I have two simple hypotheses:
$$ H_0: \ \theta = \theta_0 \\ H_1: \ \theta = \theta_1 $$
Let $p_0$ be the density under $H_0$ and $p_1$ the density under $H_1$.
Then we defined a Neyman-Pearson test to be of the form:
$$ \phi_{NP}(X):=\begin{cases} 1, \quad \frac{p_1(X)}{p_0(X)}>c_0 \\ q, \quad \frac{p_1(X)}{p_0(X)}=c_0 \\ 0, \quad \frac{p_1(X)}{p_0(X)}<c_0 \end{cases} $$ Where $c_0 \geq 0, q \in [0,1]$. Then our version of the Neyman-Pearson lemma tells us that for any given level $\alpha \in (0,1)$ if $\mathbb{E}_{\theta_0}[\phi_{NP}]=\alpha$ then for all randomised tests $\tilde{\phi}$ with $\mathbb{E}_{\theta_0}[\tilde\phi] \leq \alpha$ it holds that $\mathbb{E}_{\theta_1}[\tilde\phi] \leq \mathbb{E}_{\theta_1}[\phi_{NP}]$
In my examples I‘m now asked to use this to construct the NP-test for two poisson distributions with unknown instensity $\lambda$, i.e. $p_0(x)=\frac{1}{x!}e^{-\lambda_0}\lambda_0^x, p_1(x)=\frac{1}{x!}e^{-\lambda_1}\lambda_1^x, x=0,1,2,\dots $ Now my solution manual states that we can always choose $c_0$ to be the $(1-\alpha)$-quantile of the distribution of $\frac{p_1(X)}{p_0(X)}$ under $H_0$ and then choose $q$ s.t.: $$ \mathbb{P}(\frac{p_1(X)}{p_0(X)}>c_0)+q \mathbb{P}(\frac{p_1(X)}{p_0(X)}=c_0)=\alpha $$ The latter of course makes sense, but why choose $c_0$ as this quantile?
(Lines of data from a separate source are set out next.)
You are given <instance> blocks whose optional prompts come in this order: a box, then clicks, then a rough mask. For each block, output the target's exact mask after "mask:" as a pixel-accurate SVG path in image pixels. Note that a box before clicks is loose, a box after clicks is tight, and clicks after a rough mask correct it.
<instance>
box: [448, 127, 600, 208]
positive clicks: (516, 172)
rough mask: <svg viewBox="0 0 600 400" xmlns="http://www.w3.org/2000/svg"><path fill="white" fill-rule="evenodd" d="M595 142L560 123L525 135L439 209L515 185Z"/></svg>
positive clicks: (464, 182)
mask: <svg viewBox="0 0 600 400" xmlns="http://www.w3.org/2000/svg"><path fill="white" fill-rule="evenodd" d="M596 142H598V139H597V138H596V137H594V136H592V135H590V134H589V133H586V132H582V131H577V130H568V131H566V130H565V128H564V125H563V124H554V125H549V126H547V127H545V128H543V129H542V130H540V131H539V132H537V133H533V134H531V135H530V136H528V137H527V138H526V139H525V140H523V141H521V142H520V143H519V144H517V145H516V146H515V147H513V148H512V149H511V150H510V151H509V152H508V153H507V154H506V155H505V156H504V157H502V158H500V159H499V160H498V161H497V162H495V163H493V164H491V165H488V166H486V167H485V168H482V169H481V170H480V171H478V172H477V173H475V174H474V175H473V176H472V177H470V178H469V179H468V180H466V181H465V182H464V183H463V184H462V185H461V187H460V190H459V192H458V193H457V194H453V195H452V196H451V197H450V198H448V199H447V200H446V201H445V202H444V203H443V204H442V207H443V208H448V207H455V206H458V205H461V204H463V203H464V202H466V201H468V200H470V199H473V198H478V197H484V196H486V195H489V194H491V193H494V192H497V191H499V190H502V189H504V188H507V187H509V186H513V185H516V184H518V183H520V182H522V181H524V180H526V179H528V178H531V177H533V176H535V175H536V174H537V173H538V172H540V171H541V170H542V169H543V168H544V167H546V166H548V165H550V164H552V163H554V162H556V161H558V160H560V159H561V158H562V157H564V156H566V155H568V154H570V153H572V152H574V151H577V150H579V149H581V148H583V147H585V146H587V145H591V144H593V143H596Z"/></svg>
Then they calculate explicitly: $$ \frac{p_1(X)}{p_0(X)}= \frac{p_1(x_1,\dots,x_n)}{p_1(x_1,\dots,x_n)}=e^{n(\lambda_1-\lambda_0)}(\frac{\lambda_1}{\lambda_0})^{\sum_{i=1}^n x_i}=g(\sum_{i=1}^n x_i) $$
Now because $g$ is strictly increasing the test can also be given as:
$$ \phi_{NP}(X):=\begin{cases} 1, \quad \sum_{i=1}^n X_i >t_0 \\ q, \quad \sum_{i=1}^n X_i =t_0 \\ 0, \quad \sum_{i=1}^n X_i <t_0 \end{cases} $$
where $t_0$ now simply is the $(1-\alpha)$-quantile of the distribution $\sum_{i=1}^n X_i $ under $H_0$. But I dont get why we would have $c_0=(1-\alpha)$-quantile of $\frac{p_1(X)}{p_0(X)} \ \Leftrightarrow \ t_0=(1-\alpha)$-quantile of $\sum_{i=1}^n X_i $?
So in summary my questions are:
- Why choose $c_0$ as this quantile, couldn’t we achieve the desired mean value in the lemma by choosing $c_0$ anything and then just choosing $q$ appropriately?
- I get that the $>c_0$ condition can be replaced by the $>t_0$ condition because of the monotonicity of $g$ but why would $c_0=(1-\alpha)$-quantile of $\frac{p_1(X)}{p_0(X)} \ \Leftrightarrow \ t_0=(1-\alpha)$-quantile of $\sum_{i=1}^n X_i $? (If this even is the case)
- Does the strategy above work in all simple hypotheses cases?